Even if we do not identify ourselves as artists, we could still be faced with a part of ourselves that would rather sit back passively until a creative mood strikes us instead of meeting it halfway. This hanging back seems to be an aspect of our collective nature that we all need to face in our own way if we want to connect with our creative self. Awareness of distractions seems vital.
French philosopher, mystic, and political activist Simone Weil wrote a “List of temptations (to be read every morning). I’m not saying you should do this, I only bring it up as an example of an attempt to be aware of one’s inner workings (and potential resistance):
- Temptation of idleness (by far the strongest)
Never surrender to the flow of time. Never put off what you have decided to do.

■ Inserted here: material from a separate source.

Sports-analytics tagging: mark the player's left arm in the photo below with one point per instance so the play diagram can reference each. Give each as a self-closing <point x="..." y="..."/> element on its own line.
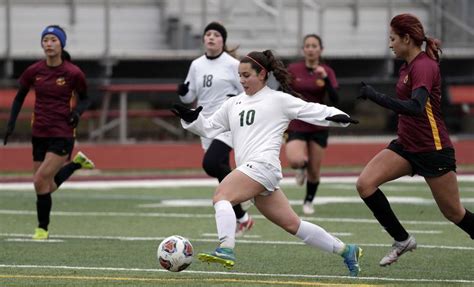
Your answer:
<point x="83" y="101"/>
<point x="413" y="107"/>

- Temptation of the inner life
Deal only with those difficulties which actually confront you. Allow yourself only those feelings which are actually called upon for effective use or else are required by thought for the sake of inspiration. Cut away ruthlessly everything that is imaginary in your feelings.
- Temptation of self-immolation
Subordinate to external affairs and people everything that is subjective, but never the subject itself — i.e. your judgement. Never promise and never give to another more than you would demand from yourself if you were he.
- Temptation to dominate
- Temptation of perversity
Never react to an evil in such a way as to augment it.
If our being creative on demand has to do with being shoved in a work meeting room this will likely pose more of a challenge. I personally would insist on taking the problem at hand and then leaving the building to relax and mull it over on my own. Strolling aimlessly is one of my portals to creative insight. Perhaps it’s currently too ideal to ask that my colleagues/co-workers are all somewhat aware of their personal gateways to becoming available to new ideas and connections. On the other hand, it seems like a big waste of time to settle for swapping opinions. As Albert Einstein pointed out: “No problem can be solved from the same level of consciousness that created it.” And he allegedly came to some of his greatest discoveries while taking a break to play his violin.
To harmonize the whole is the task of art.